Section 13 of the Act provides that the Data Protection Commissioner
"shall encourage trade associations and other bodies representing categories of data controllers to prepare codes of practice to be complied with by those categories in dealing with personal data."
If the Commissioner agrees that such a code provides adequate data protection for individuals, he will formally approve it and encourage its use in the sector concerned. The Commissioner may also draw up such a code of practice on his own initiative. The standards laid down in such a code should help organisations to apply the data protection principles to the particular situations that they face in their sector.
Have Any Codes of Practice been Approved under the Data Protection Act?
The Commissioner has formally approved the following codes of practice.
- Garda Síochána (police force)
- Injuries Board
- Insurance Sector,
- Department of Education and Skills,
- Revenue Commissioners
- Vocational Education Committees
- The Probation Service
The Commissioner has also approved a Personal Data Security Breach Code of Practice.
How can my Representative Body initiate a statutory Code of Practice?

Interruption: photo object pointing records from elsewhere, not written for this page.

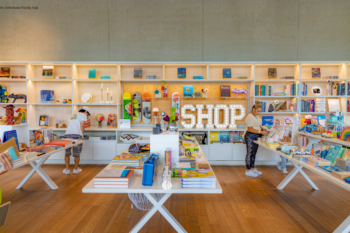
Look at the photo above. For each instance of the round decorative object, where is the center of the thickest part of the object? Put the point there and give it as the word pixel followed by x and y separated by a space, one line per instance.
pixel 316 90
pixel 172 128
pixel 86 97
pixel 129 138
pixel 197 94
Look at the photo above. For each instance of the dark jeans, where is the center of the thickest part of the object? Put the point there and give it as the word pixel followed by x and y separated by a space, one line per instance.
pixel 252 148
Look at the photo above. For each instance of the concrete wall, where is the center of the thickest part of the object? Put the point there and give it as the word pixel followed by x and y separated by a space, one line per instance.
pixel 175 30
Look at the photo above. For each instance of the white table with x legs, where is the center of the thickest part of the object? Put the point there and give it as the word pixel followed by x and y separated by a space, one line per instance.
pixel 36 164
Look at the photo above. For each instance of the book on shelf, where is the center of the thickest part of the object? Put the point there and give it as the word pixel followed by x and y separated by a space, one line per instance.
pixel 64 143
pixel 114 175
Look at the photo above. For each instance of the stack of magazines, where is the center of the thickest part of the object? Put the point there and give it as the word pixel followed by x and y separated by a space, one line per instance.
pixel 198 179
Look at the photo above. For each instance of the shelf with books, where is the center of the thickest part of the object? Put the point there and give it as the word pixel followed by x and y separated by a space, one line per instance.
pixel 232 72
pixel 5 80
pixel 49 70
pixel 185 71
pixel 95 71
pixel 143 71
pixel 276 71
pixel 322 70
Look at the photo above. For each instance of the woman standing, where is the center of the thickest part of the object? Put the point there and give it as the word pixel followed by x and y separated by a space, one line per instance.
pixel 75 130
pixel 253 132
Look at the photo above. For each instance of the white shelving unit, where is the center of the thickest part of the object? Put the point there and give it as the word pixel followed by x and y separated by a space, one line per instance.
pixel 121 75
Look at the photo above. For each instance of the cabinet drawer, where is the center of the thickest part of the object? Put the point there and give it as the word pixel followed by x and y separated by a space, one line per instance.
pixel 220 153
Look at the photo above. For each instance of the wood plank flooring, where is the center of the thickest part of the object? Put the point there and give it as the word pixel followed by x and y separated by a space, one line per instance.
pixel 246 205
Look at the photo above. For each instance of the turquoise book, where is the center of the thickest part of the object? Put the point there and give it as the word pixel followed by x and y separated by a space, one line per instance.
pixel 333 153
pixel 92 73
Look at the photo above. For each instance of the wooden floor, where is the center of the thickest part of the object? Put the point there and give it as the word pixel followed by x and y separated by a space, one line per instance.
pixel 246 205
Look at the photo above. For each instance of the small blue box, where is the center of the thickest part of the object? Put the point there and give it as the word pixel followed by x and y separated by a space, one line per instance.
pixel 150 170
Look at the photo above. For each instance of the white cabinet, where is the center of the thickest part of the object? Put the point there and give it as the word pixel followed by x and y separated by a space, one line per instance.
pixel 205 149
pixel 239 152
pixel 104 150
pixel 87 153
pixel 220 153
pixel 121 148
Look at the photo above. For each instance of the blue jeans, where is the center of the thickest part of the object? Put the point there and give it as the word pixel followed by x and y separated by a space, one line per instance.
pixel 284 162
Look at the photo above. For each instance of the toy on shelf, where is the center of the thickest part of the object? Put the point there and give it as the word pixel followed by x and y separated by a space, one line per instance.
pixel 127 111
pixel 345 134
pixel 9 114
pixel 21 115
pixel 3 93
pixel 99 118
pixel 158 94
pixel 164 88
pixel 176 103
pixel 146 108
pixel 19 96
pixel 111 120
pixel 5 72
pixel 137 115
pixel 205 93
pixel 239 91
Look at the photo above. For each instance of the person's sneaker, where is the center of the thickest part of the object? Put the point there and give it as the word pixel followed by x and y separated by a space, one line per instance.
pixel 284 171
pixel 77 171
pixel 65 171
pixel 279 166
pixel 257 172
pixel 251 173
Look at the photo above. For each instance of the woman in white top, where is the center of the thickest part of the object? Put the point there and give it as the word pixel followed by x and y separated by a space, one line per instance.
pixel 75 130
pixel 253 132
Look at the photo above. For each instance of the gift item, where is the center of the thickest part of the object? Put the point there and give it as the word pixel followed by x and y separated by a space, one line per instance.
pixel 135 148
pixel 150 170
pixel 9 114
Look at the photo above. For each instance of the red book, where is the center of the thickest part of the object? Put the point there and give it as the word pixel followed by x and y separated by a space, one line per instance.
pixel 63 143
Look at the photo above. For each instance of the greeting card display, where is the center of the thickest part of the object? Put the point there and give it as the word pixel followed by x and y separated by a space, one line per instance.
pixel 181 72
pixel 225 91
pixel 272 73
pixel 137 72
pixel 316 72
pixel 188 90
pixel 43 120
pixel 47 96
pixel 226 72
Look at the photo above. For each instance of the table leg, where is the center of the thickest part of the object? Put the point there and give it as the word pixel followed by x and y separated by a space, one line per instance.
pixel 158 206
pixel 37 168
pixel 297 168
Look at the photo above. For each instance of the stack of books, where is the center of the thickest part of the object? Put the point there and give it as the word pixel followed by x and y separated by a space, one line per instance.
pixel 114 179
pixel 64 143
pixel 198 179
pixel 128 159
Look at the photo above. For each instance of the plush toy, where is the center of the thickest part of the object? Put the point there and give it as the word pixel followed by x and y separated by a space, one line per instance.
pixel 205 92
pixel 22 112
pixel 9 114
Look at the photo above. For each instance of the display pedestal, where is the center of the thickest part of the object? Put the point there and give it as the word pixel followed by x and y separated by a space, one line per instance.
pixel 160 142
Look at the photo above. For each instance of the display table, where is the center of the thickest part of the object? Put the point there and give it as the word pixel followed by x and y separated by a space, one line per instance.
pixel 299 165
pixel 36 164
pixel 137 187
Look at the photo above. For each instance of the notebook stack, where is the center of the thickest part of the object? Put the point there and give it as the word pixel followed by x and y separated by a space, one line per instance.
pixel 114 179
pixel 128 159
pixel 198 179
pixel 64 143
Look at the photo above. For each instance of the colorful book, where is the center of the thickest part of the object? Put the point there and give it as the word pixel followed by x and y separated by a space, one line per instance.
pixel 92 73
pixel 226 72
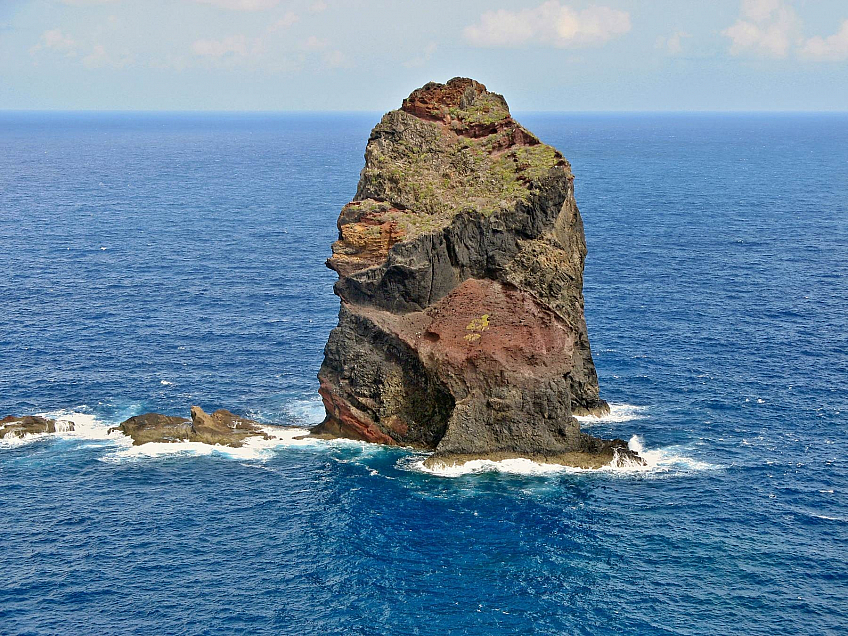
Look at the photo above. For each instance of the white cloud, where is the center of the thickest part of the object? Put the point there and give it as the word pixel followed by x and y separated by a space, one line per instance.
pixel 832 48
pixel 766 28
pixel 314 43
pixel 337 59
pixel 99 58
pixel 242 5
pixel 673 43
pixel 55 40
pixel 423 58
pixel 551 24
pixel 284 23
pixel 230 46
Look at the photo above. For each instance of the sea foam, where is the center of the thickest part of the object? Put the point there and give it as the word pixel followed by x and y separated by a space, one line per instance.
pixel 662 461
pixel 618 413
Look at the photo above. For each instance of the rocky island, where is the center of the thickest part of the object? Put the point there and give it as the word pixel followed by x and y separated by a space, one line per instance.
pixel 460 263
pixel 221 427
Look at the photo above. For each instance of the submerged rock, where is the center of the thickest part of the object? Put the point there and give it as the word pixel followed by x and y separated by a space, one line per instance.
pixel 221 427
pixel 460 263
pixel 13 426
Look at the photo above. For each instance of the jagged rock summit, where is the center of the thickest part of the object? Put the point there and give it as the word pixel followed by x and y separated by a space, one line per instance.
pixel 460 263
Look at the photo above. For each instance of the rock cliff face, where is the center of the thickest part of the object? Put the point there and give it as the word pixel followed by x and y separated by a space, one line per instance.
pixel 460 265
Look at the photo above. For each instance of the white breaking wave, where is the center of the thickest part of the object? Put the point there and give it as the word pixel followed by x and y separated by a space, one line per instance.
pixel 255 448
pixel 69 424
pixel 618 413
pixel 660 461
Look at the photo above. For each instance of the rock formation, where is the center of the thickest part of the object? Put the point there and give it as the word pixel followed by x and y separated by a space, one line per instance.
pixel 221 427
pixel 12 426
pixel 460 263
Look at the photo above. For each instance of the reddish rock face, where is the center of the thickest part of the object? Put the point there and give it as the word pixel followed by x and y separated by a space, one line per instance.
pixel 433 100
pixel 460 267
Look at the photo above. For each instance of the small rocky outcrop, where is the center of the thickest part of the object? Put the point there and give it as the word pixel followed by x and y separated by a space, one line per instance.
pixel 13 426
pixel 221 427
pixel 460 263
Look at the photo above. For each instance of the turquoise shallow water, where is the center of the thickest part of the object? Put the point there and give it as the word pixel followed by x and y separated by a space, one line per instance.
pixel 152 262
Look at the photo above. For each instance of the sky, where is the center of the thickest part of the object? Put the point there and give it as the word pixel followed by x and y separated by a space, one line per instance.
pixel 348 55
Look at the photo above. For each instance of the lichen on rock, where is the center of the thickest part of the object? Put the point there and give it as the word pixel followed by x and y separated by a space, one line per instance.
pixel 460 263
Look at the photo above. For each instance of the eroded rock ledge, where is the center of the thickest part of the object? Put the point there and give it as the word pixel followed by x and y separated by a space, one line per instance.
pixel 460 263
pixel 13 426
pixel 221 427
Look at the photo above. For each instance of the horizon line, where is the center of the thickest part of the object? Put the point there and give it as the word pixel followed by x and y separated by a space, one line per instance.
pixel 370 112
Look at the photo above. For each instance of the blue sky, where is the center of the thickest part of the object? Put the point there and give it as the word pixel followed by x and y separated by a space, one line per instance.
pixel 560 55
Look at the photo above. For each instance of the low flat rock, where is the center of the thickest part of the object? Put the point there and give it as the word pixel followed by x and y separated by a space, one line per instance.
pixel 593 453
pixel 221 427
pixel 15 426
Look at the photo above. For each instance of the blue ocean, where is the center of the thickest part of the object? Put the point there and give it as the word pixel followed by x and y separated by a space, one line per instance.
pixel 151 262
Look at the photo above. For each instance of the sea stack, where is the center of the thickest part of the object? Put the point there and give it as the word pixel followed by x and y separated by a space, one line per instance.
pixel 460 264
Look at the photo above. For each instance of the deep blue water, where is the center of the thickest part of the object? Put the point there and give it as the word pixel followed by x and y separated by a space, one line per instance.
pixel 152 262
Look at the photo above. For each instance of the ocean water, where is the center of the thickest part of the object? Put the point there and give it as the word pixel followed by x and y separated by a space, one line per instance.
pixel 151 262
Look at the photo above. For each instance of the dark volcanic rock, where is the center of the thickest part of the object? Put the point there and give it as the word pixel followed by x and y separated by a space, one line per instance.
pixel 460 265
pixel 221 427
pixel 12 426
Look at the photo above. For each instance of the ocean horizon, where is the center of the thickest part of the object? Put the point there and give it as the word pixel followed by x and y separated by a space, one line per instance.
pixel 156 260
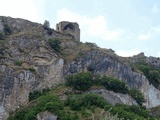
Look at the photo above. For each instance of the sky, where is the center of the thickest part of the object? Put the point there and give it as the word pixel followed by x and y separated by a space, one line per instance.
pixel 128 27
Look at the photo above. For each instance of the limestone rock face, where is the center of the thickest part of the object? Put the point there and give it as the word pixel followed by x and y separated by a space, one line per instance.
pixel 40 68
pixel 112 65
pixel 28 63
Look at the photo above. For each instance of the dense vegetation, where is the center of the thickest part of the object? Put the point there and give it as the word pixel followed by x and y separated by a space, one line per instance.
pixel 84 106
pixel 78 106
pixel 83 81
pixel 152 74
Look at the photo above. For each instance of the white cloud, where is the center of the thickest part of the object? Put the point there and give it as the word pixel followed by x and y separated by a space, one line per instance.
pixel 143 37
pixel 155 9
pixel 158 54
pixel 27 9
pixel 127 53
pixel 91 26
pixel 152 33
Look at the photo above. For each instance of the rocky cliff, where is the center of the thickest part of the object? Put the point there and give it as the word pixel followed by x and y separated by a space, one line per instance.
pixel 28 63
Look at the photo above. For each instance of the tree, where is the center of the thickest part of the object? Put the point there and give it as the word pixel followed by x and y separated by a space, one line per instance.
pixel 46 24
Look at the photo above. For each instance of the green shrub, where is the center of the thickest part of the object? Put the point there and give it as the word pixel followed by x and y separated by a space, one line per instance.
pixel 2 36
pixel 55 44
pixel 137 95
pixel 46 26
pixel 31 69
pixel 87 101
pixel 7 30
pixel 18 62
pixel 82 81
pixel 34 95
pixel 114 85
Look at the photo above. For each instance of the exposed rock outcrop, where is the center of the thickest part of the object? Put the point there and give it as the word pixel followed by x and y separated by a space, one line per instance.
pixel 112 65
pixel 28 63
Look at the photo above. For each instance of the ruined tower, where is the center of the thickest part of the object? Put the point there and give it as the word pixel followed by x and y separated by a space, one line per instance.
pixel 69 28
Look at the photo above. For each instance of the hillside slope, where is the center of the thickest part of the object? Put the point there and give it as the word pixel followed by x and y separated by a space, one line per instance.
pixel 30 60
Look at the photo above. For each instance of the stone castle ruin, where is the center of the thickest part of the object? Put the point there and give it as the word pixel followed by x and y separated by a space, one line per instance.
pixel 69 28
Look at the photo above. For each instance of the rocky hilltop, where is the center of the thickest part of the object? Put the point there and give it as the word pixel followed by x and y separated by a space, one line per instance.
pixel 28 62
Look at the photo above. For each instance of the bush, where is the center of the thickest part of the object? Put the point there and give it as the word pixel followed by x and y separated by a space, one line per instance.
pixel 114 85
pixel 137 95
pixel 2 36
pixel 87 101
pixel 82 81
pixel 18 62
pixel 7 30
pixel 55 44
pixel 46 26
pixel 34 95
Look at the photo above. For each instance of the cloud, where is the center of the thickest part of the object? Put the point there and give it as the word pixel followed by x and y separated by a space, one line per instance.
pixel 143 37
pixel 155 9
pixel 152 33
pixel 27 9
pixel 92 26
pixel 158 54
pixel 127 53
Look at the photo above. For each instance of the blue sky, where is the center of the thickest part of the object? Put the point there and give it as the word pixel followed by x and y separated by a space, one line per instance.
pixel 126 26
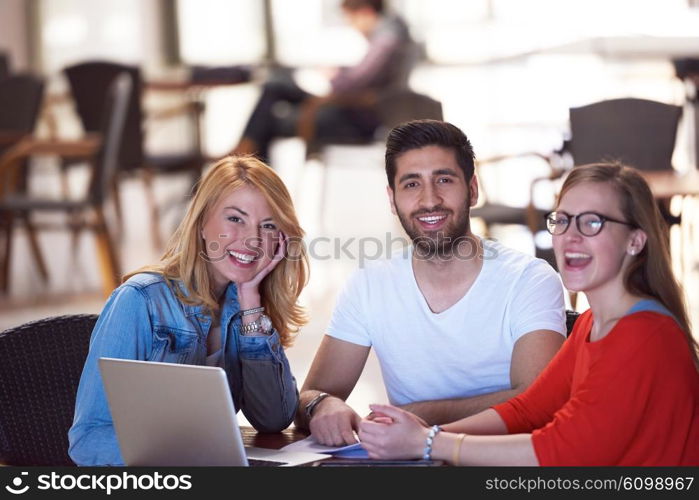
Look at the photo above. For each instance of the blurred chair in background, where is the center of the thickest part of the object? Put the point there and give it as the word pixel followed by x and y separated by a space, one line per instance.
pixel 89 82
pixel 393 107
pixel 87 212
pixel 687 70
pixel 638 132
pixel 41 368
pixel 20 101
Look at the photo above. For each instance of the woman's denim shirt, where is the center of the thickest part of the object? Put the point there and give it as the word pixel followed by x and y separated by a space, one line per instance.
pixel 143 319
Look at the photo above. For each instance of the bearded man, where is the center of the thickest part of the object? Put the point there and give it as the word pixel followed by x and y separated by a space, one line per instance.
pixel 458 323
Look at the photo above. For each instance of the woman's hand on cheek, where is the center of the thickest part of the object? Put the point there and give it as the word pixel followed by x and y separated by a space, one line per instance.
pixel 251 288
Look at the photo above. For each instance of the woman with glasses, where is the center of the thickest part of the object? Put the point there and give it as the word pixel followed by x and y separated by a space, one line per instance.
pixel 624 388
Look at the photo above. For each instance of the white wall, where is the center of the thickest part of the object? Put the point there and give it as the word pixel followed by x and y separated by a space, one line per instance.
pixel 13 35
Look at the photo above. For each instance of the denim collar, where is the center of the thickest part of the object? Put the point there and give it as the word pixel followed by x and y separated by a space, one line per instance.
pixel 198 310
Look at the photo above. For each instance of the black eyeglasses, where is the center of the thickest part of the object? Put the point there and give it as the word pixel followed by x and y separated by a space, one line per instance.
pixel 588 223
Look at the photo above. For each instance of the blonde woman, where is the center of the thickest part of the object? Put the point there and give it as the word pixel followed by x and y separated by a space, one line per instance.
pixel 624 388
pixel 223 294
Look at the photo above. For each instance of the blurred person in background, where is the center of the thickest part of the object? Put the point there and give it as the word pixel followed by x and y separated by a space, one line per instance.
pixel 349 111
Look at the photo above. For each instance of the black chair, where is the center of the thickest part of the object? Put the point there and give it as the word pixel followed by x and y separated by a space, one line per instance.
pixel 85 213
pixel 638 132
pixel 88 83
pixel 40 371
pixel 20 101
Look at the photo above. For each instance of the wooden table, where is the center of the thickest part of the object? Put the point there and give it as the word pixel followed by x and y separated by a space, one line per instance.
pixel 275 440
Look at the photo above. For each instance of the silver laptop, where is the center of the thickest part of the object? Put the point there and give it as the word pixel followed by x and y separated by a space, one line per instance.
pixel 168 414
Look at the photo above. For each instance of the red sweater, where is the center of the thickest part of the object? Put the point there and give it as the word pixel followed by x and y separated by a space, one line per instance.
pixel 631 398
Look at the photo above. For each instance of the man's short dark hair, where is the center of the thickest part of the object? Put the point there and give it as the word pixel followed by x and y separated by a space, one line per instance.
pixel 377 5
pixel 418 134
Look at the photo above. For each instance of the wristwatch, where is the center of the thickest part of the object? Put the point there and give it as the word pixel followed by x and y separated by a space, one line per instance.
pixel 262 325
pixel 313 403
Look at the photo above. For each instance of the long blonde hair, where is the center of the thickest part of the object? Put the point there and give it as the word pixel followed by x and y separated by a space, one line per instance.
pixel 183 260
pixel 650 273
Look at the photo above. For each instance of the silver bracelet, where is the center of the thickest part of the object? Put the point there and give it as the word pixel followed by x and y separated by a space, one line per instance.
pixel 427 452
pixel 254 310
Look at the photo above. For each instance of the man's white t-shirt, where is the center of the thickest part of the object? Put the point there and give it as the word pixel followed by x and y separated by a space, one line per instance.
pixel 463 351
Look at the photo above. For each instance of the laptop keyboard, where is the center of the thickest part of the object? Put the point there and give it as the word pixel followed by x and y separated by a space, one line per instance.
pixel 256 462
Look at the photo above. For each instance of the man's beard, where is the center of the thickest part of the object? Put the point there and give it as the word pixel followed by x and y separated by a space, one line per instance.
pixel 443 243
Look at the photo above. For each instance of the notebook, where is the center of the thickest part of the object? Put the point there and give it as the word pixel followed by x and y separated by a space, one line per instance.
pixel 169 414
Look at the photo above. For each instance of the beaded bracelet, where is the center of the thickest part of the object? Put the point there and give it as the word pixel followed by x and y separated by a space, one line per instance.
pixel 427 452
pixel 254 310
pixel 456 458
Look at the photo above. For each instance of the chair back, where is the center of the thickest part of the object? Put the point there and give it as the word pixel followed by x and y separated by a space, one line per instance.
pixel 638 132
pixel 20 101
pixel 89 84
pixel 402 105
pixel 114 121
pixel 41 366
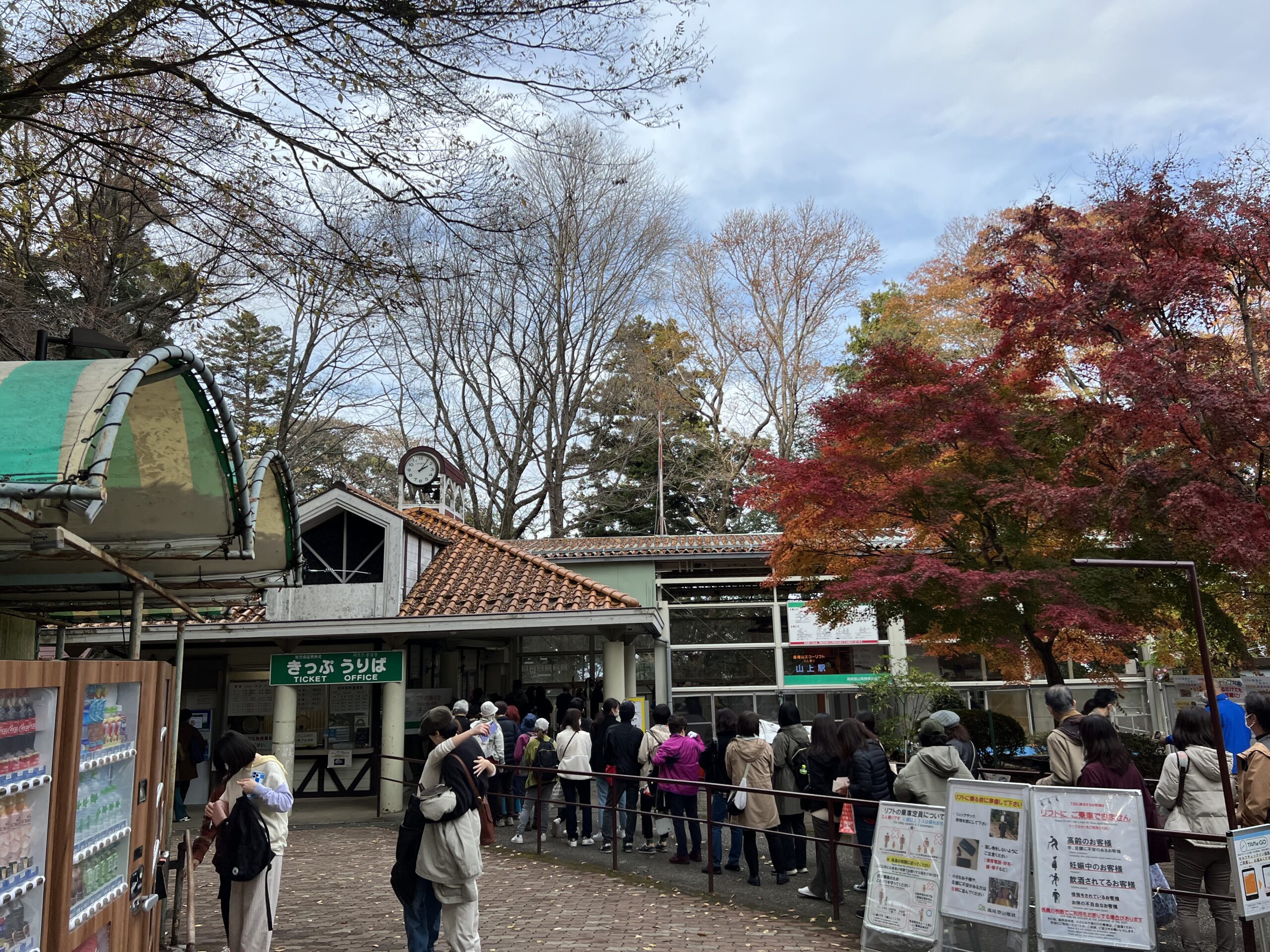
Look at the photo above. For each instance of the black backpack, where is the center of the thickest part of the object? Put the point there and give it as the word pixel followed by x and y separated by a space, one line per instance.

If your representative association would like to initiate a code of practice, to clarify how data protection rules are to be applied for your sector, then we suggest that your association contact the Data Protection Commissioner, with a view to arranging discussions to progress the matter. The Commissioner will be glad to provide you with practical advice on what should be covered in your code of practice, and on how circumstances specific to your sector might be handled.